Ayette her ne kadar onlardan MUMİNE diye söz ediliyorsa da inananlara kitap ehlinin iffetli kadınları da helaldır (Mâide 5); inanan erkeklerin evlenebileceği kadınlar içinde onlar da var.
"İlle iffetli bağımsız bir MUMİNE ile evleneceğim!" diye tuturup ta buna parası yetmeyen erkeklere her halde şu söyleniyor:
"YEMİNLERİNİZİN SAHİP OLDUĞU genç kadınlar var; onlar da MUMİNE; onlarla evlenin! İsteyecekleri bedel azdır; paranız yeter. Ama sakın onlara tepeden bakmayın! Onlar sizin YEMİNLERİNİZİN SAHİP olduğu kimseler ama HUKUKEN size eşittir. İnananlar, bir tek İMAN alanında eşit olmayabilir; o alanda kimin kimden üstün olduğunu ise yalnızca Allah bilir. Yani yeminlerinizin sahip oldukları İMANEN sizden üstün bile olabilir. Öte yandan her biriniz birinizdensiniz; bütün inananlar HUKUKEN eşittir. Kaldı ki yeminlerinizin sahip olduğu GAYRİMUSLİM kitap ehliyle de evlenebilirsiniz (5:5). İLLE MÜSLÜMAN kadınlarla evlenmeniz şart değil."
*
"Eğer KORUMA altına girince uygunsuz davranırlarsa…" İşte kitaplı GAYRİMUSLİMELERİN Nisâ 25’teki "YEMİNLERİNİZİN SAHİP OLDUĞU genç mümineler"den sayılmasının isabeti burda ortaya çıkıyor.
Bunlar İslama girmeden önce eşlerinin dışındaki erkekleri yanaklarından dostça öperlerdi belki.
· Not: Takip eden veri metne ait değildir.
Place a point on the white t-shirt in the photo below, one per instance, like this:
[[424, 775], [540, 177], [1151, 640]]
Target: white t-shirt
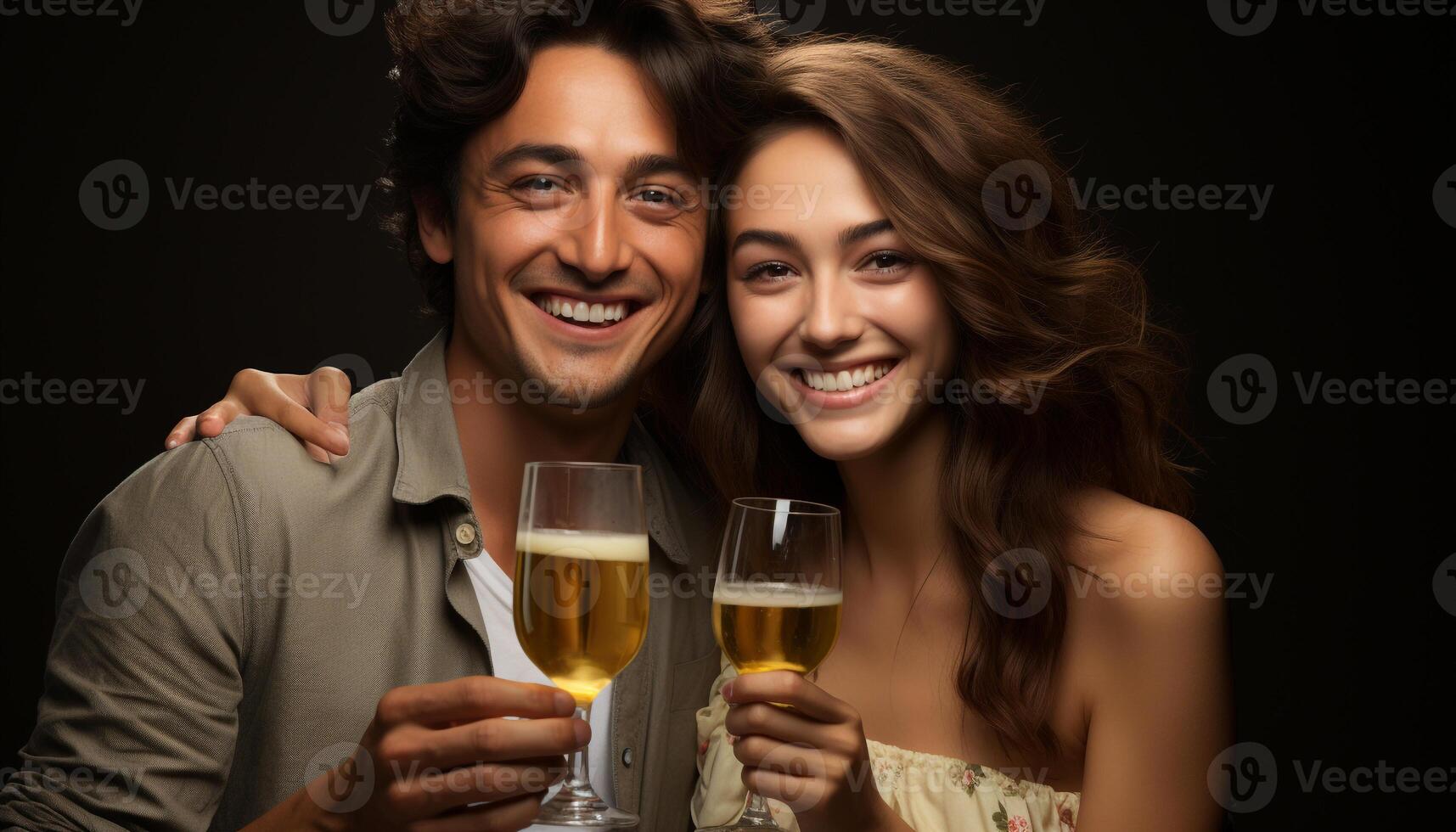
[[492, 589]]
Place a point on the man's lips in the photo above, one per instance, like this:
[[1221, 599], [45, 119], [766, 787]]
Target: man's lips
[[588, 312]]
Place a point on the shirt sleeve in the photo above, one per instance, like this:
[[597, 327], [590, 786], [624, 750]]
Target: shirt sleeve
[[720, 795], [138, 716]]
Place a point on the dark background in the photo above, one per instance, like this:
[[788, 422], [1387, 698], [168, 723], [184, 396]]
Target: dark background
[[1346, 508]]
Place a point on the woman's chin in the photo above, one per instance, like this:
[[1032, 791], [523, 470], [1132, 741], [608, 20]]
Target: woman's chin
[[843, 441]]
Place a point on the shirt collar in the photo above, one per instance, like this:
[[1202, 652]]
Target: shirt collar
[[431, 465]]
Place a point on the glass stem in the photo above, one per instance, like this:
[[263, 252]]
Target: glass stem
[[756, 813], [578, 783]]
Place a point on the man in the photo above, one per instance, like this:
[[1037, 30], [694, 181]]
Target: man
[[250, 638]]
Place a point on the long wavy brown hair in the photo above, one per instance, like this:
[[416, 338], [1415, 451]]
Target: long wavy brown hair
[[1050, 303]]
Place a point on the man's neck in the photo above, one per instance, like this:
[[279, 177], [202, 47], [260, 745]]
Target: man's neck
[[498, 437]]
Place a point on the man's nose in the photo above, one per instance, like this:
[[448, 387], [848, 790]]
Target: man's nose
[[593, 239]]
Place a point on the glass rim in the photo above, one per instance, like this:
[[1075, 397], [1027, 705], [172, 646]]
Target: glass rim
[[771, 504], [586, 465]]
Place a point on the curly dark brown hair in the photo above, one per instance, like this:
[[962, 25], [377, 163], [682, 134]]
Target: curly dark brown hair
[[462, 63]]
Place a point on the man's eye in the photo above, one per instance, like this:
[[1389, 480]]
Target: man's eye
[[541, 184], [660, 199]]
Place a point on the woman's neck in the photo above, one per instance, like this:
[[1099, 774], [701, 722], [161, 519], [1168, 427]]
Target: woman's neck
[[893, 498]]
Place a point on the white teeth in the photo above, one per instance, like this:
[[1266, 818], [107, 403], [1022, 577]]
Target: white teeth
[[582, 311], [845, 379]]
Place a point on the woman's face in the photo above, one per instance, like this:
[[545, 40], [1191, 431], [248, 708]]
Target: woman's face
[[837, 323]]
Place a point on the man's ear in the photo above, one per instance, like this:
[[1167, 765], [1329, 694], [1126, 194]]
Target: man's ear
[[436, 232]]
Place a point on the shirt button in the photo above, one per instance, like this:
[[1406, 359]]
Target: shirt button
[[464, 534]]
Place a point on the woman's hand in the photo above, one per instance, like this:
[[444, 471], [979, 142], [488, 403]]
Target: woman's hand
[[313, 408], [812, 755]]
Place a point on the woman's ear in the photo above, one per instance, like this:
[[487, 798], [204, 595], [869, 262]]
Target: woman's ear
[[436, 233]]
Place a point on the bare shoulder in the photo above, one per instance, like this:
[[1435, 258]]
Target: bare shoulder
[[1118, 535]]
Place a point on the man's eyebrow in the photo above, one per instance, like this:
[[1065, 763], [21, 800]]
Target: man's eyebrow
[[763, 236], [647, 165], [527, 152], [855, 233]]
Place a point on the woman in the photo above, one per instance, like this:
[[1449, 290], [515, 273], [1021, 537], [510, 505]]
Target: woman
[[987, 401]]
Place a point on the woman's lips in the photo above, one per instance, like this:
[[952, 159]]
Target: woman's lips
[[843, 400]]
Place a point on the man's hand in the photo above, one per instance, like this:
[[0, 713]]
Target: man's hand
[[812, 755], [313, 408], [433, 750]]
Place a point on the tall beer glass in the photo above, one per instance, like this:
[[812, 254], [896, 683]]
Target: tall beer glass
[[582, 599], [778, 599]]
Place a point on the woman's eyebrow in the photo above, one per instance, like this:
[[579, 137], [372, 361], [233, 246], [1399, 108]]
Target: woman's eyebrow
[[855, 233], [763, 236]]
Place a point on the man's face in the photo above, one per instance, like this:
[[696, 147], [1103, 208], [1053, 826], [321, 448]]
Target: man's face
[[578, 235]]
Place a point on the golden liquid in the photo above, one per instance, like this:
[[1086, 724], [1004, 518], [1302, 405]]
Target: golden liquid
[[776, 627], [582, 605]]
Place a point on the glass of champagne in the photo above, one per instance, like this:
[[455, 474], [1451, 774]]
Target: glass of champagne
[[582, 599], [778, 599]]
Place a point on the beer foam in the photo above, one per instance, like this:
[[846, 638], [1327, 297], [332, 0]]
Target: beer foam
[[586, 545], [767, 593]]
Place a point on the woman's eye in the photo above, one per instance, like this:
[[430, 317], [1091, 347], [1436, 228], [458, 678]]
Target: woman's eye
[[885, 261], [769, 272]]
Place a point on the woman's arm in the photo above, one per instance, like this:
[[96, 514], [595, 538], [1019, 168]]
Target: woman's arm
[[1155, 661], [315, 408]]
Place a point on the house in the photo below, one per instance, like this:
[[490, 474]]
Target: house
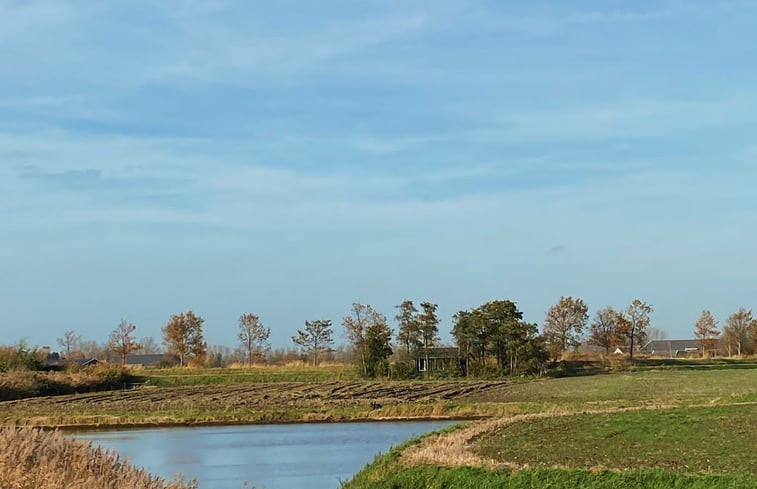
[[154, 360], [440, 359], [87, 362], [672, 348]]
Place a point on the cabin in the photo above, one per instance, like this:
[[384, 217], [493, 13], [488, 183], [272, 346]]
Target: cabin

Ama İslam, evli birinin eşinden başkasıyla bu şekilde yüz göz olmasını NÜŞUZ suçu sayar (4:34, 128). Elbet bekarların öpüşmesini de.
O halde İslama girdikten sonra da eski alışkanlıklarını sürdürürlerse ne olacak? Onlara bir tür İSLAMA ISINMA SÜRESİ tanınacak; o süre içinde NÜŞUZ suçu işlelerse MÜSLİMELERE verilen cezanın yarısına çarpılacaklar.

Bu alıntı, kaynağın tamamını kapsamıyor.